Migranti. Cgil, Cisl e Uil contro l’accordo Ue-Turchia. Per Amnesty International l’accordo è “una vergogna morale e un errore giuridico”

Migranti. Cgil, Cisl e Uil contro l’accordo Ue-Turchia. Per Amnesty International l’accordo è “una vergogna morale e un errore giuridico”

A poche ore dal decisivo incontro tra il Consiglio europeo e le autorità turche per l’approvazione di un pessimo patto sul rimpatrio dei profughi siriani, iracheni e afghani e dei migranti, le organizzazioni sociali e umanitarie si mobilitano per bloccare l’accordo tra Bruxelles e Ankara.

L’importante documento unitario di Cgil, Cisl e Uil: “non firmate quell’accordo”

In Italia, un documento unitario di Cgil, Cisl e Uil si stigmatizza con forza le lacune e le violazioni al diritto internazionale dell’accordo con la Turchia. Infatti, scrivono i sindacati confederali italiani, “Quanto stabilito nell’accordo contrasta platealmente con le norme internazionali in materia di rispetto dei diritti umani e contraddice nella sostanza i valori fondamentali dell’Europa e lo spirito del progetto europeo, oltre a non rispettare quanto previsto da regolamenti e normative della stessa UE in tema di diritti dei rifugiati e dei richiedenti asilo”. I sindacati affrontano poi direttamente la questione dello scambio soldi contro accoglienza dei profughi: “Consideriamo inaccettabile che l’obbligo  all’accoglienza e ad un trattamento umano dei migranti e rifugiati, sia ridotto a una mera questione di finanziamenti alla Turchia allo scopo di  contenere il flusso di profughi.  Accordo con un Paese  il cui governo peraltro risulta non rispettoso dei diritti umani, di quelli dei lavoratori e dei sindacati, di quelli della libertà di stampa e di informazione. Un governo lontano dal rispetto degli standard di protezione internazionali, come del resto dimostra la continua persecuzione della minoranza curda”. I sindacati si rivolgono poi direttamente al governo italiano: “Chiediamo al Governo italiano, che su questa emergenza si è mosso in maniera corretta, al fine di avere dall’insieme degli Stati europei una risposta comune e all’altezza della gravità della situazione, di non rassegnarsi ad un accordo che rappresenta non solo un compromesso al ribasso ma anche la concreta possibilità che aree, regioni e nazioni europee divengano zone di esclusiva realizzazione di campi e centri di detenzione, scaricando così sui territori coinvolti le responsabilità dell’intera UE”.
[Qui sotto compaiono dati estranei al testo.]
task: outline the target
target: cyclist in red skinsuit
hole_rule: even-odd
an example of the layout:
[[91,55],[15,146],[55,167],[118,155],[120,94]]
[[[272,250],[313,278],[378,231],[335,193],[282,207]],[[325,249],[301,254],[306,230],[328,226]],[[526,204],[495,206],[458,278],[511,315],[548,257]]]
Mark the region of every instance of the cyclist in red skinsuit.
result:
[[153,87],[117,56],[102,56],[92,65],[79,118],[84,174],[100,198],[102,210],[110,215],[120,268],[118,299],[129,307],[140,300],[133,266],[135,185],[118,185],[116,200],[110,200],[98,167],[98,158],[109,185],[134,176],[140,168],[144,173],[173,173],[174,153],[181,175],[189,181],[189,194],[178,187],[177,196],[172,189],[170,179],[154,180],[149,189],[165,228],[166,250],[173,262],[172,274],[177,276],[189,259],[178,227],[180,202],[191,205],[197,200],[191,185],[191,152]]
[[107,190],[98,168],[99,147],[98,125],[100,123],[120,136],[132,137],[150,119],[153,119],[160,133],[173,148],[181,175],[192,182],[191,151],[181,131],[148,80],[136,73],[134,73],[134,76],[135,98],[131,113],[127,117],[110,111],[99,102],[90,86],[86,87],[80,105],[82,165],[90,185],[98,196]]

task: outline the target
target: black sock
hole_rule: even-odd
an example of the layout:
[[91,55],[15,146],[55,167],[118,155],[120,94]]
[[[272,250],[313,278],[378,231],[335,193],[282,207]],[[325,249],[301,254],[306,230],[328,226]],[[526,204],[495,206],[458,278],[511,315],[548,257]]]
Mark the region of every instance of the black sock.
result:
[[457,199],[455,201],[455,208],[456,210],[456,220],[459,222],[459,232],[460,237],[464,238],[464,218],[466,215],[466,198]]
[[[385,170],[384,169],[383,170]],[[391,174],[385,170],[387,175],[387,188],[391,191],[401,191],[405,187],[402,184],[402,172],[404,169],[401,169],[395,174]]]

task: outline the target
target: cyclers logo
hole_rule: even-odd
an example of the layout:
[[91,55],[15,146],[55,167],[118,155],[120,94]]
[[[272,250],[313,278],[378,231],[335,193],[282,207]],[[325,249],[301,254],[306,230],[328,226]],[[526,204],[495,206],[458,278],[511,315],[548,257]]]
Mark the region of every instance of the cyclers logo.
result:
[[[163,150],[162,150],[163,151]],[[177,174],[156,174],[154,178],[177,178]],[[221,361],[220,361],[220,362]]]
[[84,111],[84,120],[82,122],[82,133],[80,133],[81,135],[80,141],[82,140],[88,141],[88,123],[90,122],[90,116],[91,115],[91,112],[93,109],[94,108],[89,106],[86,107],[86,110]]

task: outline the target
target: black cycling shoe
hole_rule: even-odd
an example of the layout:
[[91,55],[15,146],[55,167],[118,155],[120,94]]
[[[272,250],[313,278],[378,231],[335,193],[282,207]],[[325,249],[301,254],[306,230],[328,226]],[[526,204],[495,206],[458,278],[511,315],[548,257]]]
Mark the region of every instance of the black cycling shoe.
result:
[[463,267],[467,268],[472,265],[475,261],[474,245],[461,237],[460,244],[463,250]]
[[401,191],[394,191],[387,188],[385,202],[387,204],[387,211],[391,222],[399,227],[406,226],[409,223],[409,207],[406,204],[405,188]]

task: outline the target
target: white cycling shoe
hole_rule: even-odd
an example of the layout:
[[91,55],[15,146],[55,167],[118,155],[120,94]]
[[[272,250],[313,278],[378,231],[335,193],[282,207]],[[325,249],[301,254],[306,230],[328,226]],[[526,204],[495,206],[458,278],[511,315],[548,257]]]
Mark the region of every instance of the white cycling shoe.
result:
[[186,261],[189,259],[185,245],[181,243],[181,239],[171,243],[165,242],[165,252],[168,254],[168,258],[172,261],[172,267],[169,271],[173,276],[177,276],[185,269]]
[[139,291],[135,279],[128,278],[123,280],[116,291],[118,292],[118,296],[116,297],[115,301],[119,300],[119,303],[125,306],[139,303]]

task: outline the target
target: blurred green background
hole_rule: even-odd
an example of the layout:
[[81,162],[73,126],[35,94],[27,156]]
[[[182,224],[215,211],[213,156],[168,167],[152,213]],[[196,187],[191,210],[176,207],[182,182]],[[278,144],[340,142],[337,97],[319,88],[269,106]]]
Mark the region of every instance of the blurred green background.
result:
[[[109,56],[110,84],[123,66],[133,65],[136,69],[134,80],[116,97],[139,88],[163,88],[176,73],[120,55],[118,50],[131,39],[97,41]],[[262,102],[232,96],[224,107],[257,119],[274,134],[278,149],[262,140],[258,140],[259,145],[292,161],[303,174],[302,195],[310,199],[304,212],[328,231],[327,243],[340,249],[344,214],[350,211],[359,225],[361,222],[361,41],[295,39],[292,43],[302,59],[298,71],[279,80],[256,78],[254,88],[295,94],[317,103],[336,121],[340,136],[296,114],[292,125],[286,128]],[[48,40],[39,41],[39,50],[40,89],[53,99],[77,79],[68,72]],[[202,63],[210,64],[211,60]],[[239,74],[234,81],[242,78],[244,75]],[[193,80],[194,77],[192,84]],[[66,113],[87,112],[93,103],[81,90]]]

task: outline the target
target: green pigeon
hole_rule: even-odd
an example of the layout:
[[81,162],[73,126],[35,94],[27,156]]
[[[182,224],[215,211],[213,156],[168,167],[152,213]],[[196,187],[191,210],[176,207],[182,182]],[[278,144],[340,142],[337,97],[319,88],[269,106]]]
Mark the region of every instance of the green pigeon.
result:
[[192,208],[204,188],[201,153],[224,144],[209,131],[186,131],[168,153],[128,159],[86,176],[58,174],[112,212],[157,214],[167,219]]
Amnesty International: “L’accordo è una vergogna morale e un errore giuridico”

Anche Amnesty International torna prepotentemente sull’accordo, definendolo “una vergogna morale e un errore giuridico”, come dice il segretario generale Salil Shetty. Il segretario generale di Amnesty International incontrerà il ministro degli Interni francese, Cazeneuve, il presidente del Consiglio europeo Tusk e i leader degli altri paesi, prima del vertice con la Turchia “per esprimere direttamente il nostro stupore e la vergogna su quanto si apprestano a firmare”. Shetty ha poi proseguito: “dicono che l’accordo non è in violazione del diritto europeo perché la Turchia è un paese sicuro. Secondo quale parto della fantasia la Turchia viene considerata un paese sicuro per questa gente? La maggior parte dei paesi europei ha firmato la Convenzione Onu sui rifugiati, ed è questa convenzione che viene violata. La convenzione è chiara, questa gente che fugge dalla guerra e dalle persecuzioni hanno protezione internazionale”.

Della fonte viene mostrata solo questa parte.